基本情報|グランドメルキュール札幌大通公園

| 項目 | 内容 |
|---|---|
| 名称 | グランドメルキュール札幌大通公園 |
| 所在地 | 北海道札幌市中央区北1条西11丁目1番地1 |
| 電話番号 | 011-271-2711 |
| チェックイン | 15:00 |
| チェックアウト | 11:00 |
| 客室 | SUPERIOR・CLASSICの2系統(24㎡〜120㎡・全室禁煙) |
| レストラン | Le Sensoriel(1階・朝食ビュッフェ会場) |
| ラウンジ | 樂遇/EVENING SOCIAL(15:00〜19:00)・鳥渡/NIGHT CAP(21:00〜23:00) |
| オールインクルーシブ | 朝食・ラウンジ・館内アクティビティ等を含む(一部有料あり。ランチ・夕食の提供なし。
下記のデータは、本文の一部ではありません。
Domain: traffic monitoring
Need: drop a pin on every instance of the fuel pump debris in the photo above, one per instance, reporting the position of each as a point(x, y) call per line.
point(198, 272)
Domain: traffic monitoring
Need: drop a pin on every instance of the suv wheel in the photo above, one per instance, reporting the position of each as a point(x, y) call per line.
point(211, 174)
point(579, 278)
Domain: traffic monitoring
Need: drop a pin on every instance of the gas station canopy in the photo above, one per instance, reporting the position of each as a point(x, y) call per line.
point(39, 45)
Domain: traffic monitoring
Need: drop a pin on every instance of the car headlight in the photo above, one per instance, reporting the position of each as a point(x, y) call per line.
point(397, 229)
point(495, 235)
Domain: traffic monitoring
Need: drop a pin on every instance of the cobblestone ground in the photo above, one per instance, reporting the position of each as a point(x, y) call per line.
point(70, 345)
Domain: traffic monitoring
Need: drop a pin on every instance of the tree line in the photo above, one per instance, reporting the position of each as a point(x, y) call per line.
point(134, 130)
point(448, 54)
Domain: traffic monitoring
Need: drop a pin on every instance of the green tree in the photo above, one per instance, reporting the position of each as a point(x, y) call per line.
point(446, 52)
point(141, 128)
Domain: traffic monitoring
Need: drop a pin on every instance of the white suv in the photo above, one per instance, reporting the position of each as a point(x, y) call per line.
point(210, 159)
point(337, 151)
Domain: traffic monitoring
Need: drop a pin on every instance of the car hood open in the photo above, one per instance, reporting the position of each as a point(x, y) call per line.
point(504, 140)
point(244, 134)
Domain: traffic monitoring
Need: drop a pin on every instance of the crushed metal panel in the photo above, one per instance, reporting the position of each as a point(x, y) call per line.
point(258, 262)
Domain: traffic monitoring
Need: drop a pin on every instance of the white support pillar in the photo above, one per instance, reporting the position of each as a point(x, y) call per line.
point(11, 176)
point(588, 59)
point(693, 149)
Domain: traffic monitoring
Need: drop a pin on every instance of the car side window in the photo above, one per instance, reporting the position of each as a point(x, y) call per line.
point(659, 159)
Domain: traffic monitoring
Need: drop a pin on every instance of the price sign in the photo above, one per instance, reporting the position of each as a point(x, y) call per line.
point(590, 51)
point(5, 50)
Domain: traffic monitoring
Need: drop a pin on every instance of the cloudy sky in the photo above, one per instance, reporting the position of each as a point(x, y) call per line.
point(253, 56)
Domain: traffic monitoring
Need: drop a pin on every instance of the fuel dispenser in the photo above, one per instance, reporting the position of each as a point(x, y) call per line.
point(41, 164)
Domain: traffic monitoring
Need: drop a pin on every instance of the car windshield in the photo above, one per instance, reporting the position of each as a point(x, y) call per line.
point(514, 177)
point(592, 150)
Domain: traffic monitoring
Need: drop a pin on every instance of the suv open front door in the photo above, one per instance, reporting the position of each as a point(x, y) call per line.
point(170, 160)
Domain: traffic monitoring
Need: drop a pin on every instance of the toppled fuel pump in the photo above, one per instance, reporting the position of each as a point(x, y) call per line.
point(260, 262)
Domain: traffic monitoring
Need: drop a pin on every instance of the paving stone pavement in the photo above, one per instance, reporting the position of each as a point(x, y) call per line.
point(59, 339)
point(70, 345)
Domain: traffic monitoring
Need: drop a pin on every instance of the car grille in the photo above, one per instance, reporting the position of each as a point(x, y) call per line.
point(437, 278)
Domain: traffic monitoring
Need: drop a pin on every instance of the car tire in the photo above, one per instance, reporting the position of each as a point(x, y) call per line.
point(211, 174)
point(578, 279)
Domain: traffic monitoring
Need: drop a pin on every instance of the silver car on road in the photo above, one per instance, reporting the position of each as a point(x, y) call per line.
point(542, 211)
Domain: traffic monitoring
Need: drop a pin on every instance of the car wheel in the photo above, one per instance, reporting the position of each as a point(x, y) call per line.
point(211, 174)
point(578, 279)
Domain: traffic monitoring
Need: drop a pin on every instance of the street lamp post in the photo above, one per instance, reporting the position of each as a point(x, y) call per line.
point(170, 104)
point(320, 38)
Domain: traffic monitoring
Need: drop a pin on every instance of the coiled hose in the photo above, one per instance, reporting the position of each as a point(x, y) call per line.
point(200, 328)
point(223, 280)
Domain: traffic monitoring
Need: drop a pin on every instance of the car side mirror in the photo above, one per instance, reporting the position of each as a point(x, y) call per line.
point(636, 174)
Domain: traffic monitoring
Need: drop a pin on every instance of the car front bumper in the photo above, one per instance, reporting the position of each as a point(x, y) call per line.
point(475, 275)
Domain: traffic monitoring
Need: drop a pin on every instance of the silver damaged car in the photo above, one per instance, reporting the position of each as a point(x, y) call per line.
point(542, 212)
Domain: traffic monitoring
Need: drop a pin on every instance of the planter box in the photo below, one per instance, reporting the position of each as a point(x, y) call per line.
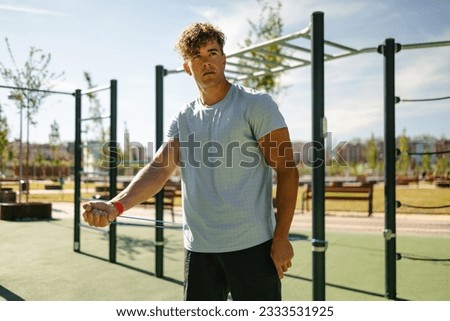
point(7, 196)
point(25, 211)
point(53, 187)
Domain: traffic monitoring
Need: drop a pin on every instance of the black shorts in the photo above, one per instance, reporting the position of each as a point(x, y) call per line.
point(248, 275)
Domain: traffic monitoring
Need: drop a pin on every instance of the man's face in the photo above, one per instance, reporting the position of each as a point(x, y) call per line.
point(207, 65)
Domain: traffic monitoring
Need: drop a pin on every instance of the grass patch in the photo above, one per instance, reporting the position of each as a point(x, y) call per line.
point(426, 197)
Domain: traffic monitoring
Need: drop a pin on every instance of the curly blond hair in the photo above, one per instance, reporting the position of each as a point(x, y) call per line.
point(197, 35)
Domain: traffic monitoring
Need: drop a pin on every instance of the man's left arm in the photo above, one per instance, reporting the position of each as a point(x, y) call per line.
point(277, 150)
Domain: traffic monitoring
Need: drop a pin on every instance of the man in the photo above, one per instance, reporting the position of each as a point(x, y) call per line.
point(226, 143)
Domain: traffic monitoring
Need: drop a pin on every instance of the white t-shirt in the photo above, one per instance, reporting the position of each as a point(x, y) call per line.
point(227, 185)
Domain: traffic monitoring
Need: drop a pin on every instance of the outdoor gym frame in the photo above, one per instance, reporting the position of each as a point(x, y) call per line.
point(315, 33)
point(78, 167)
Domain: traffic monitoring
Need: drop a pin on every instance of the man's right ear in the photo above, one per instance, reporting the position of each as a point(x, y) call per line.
point(187, 69)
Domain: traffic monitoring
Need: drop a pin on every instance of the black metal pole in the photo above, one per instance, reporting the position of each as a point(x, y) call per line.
point(115, 161)
point(388, 50)
point(159, 231)
point(77, 172)
point(318, 156)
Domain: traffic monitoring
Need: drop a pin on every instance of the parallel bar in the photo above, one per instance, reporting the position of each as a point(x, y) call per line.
point(388, 50)
point(77, 172)
point(159, 199)
point(426, 45)
point(113, 148)
point(94, 90)
point(95, 118)
point(39, 90)
point(318, 155)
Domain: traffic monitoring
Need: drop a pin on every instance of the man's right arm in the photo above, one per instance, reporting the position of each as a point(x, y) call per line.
point(148, 182)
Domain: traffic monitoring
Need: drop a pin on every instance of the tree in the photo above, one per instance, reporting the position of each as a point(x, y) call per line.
point(54, 139)
point(96, 112)
point(3, 139)
point(403, 161)
point(96, 129)
point(32, 82)
point(269, 26)
point(372, 153)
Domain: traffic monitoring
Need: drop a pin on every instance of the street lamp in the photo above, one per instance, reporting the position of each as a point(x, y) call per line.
point(19, 98)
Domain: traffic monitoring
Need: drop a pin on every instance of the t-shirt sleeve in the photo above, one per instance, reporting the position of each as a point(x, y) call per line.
point(265, 117)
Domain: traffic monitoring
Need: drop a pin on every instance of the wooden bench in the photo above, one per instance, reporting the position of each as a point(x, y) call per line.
point(363, 192)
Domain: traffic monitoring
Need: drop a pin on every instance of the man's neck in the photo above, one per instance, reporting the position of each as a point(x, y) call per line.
point(212, 95)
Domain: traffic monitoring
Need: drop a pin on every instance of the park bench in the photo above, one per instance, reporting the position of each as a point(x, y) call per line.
point(362, 192)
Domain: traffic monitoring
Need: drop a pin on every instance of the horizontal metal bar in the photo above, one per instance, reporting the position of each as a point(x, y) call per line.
point(95, 118)
point(426, 45)
point(39, 90)
point(275, 41)
point(94, 90)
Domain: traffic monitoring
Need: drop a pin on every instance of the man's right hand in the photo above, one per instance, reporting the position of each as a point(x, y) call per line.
point(99, 214)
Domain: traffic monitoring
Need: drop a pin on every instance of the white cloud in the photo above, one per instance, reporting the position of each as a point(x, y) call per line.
point(30, 10)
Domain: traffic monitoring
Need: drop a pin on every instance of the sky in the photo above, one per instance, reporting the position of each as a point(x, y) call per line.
point(125, 39)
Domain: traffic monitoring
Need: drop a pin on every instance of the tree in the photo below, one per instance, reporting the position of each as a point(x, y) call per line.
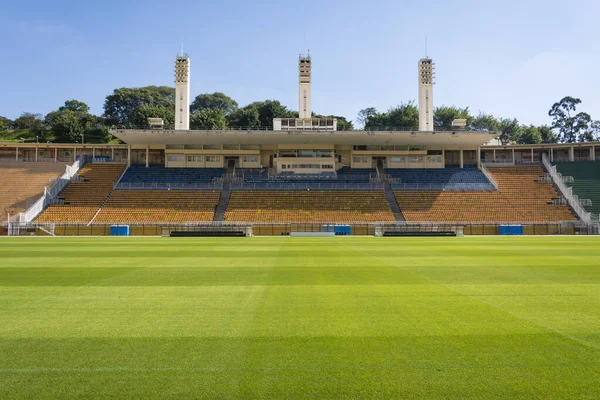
point(214, 101)
point(592, 134)
point(72, 120)
point(5, 123)
point(548, 135)
point(485, 122)
point(569, 124)
point(529, 135)
point(510, 129)
point(29, 121)
point(260, 114)
point(403, 117)
point(121, 105)
point(365, 114)
point(145, 111)
point(443, 116)
point(75, 105)
point(209, 119)
point(342, 123)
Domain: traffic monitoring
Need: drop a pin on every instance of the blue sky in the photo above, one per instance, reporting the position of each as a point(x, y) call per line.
point(509, 58)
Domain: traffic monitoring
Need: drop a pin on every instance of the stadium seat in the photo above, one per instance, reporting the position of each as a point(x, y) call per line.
point(520, 198)
point(308, 206)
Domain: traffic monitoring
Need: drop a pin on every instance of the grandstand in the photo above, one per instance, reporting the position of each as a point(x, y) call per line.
point(23, 183)
point(586, 181)
point(283, 206)
point(520, 198)
point(159, 206)
point(82, 199)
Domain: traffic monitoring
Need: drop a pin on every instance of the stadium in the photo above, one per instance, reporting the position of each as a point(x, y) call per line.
point(300, 261)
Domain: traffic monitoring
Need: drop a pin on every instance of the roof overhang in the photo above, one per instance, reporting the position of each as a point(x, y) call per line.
point(191, 137)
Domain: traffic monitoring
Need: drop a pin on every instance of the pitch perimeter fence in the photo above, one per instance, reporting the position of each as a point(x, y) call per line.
point(286, 229)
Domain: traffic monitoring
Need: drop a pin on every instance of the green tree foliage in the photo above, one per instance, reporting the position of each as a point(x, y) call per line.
point(143, 112)
point(75, 105)
point(444, 115)
point(121, 105)
point(214, 101)
point(5, 123)
point(365, 114)
point(570, 125)
point(510, 129)
point(342, 123)
point(548, 135)
point(260, 114)
point(529, 135)
point(485, 122)
point(404, 116)
point(29, 121)
point(72, 121)
point(207, 118)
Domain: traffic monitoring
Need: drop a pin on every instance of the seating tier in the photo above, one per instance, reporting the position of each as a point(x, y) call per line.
point(308, 206)
point(83, 199)
point(159, 206)
point(520, 198)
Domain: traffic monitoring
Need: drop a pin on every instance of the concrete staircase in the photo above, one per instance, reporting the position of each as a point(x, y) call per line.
point(223, 201)
point(389, 195)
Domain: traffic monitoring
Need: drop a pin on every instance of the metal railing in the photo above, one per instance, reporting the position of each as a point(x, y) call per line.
point(457, 187)
point(169, 186)
point(371, 129)
point(307, 186)
point(566, 191)
point(49, 194)
point(489, 176)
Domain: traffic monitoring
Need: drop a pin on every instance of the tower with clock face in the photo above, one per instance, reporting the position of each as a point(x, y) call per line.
point(426, 81)
point(304, 72)
point(182, 92)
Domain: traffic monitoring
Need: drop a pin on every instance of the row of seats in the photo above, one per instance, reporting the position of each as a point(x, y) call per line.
point(158, 174)
point(587, 181)
point(520, 198)
point(447, 178)
point(308, 206)
point(23, 183)
point(159, 206)
point(82, 200)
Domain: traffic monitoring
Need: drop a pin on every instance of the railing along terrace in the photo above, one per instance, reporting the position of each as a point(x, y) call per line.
point(307, 186)
point(457, 187)
point(316, 128)
point(169, 186)
point(567, 192)
point(50, 194)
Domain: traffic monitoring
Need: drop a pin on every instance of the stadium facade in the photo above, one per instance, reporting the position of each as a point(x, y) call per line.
point(256, 174)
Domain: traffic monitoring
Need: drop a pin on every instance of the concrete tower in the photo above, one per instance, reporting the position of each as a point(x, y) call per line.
point(304, 72)
point(426, 75)
point(182, 92)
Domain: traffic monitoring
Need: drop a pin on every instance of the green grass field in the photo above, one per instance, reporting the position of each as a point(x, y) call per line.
point(469, 318)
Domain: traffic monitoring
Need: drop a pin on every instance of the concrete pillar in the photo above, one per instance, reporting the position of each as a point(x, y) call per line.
point(571, 153)
point(443, 158)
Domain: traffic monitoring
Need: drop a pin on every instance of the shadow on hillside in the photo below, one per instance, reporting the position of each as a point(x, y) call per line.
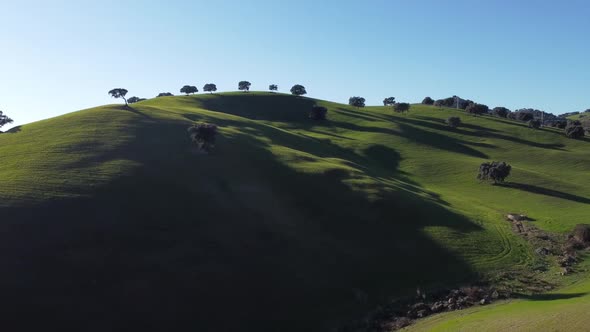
point(483, 132)
point(545, 191)
point(235, 240)
point(552, 296)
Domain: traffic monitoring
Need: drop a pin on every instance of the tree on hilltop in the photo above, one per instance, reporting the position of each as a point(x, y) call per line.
point(4, 119)
point(210, 87)
point(188, 89)
point(119, 93)
point(298, 90)
point(389, 101)
point(244, 86)
point(357, 102)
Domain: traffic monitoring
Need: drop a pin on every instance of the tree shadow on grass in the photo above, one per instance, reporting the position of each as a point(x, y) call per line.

食事の有無は予約プランによる) |
| 添い寝 | 未就学児まで(公式サイト予約は0〜6歳の添い寝が宿泊・食事とも無料) |
| 駐車場 | 地下駐車場(有料・先着順・予約不要・高さ制限2.1m) |
| 宴会場 | 2階・3階・20階に大小のコンベンションホール |
| 大浴場・プール | なし |
| コインランドリー・製氷機・ルームサービス | なし(電子レンジは1階フロント横) |
※札幌市では宿泊税が導入されています。詳細は公式サイトおよび札幌市の案内をご確認ください。※グランドメルキュールのブランド体験に関する記述は、筆者が同ブランドのグランドメルキュール沖縄残波岬リゾートに滞在した際の内容にもとづきます。当ホテルの館内施設・客室・ダイニング等の情報は、ホテル公式サイトおよび公式発表に基づきます(2026年8月時点)。料金・営業時間・イベント開催日程は変更となる場合があるため、最新情報は公式サイトをご確認ください。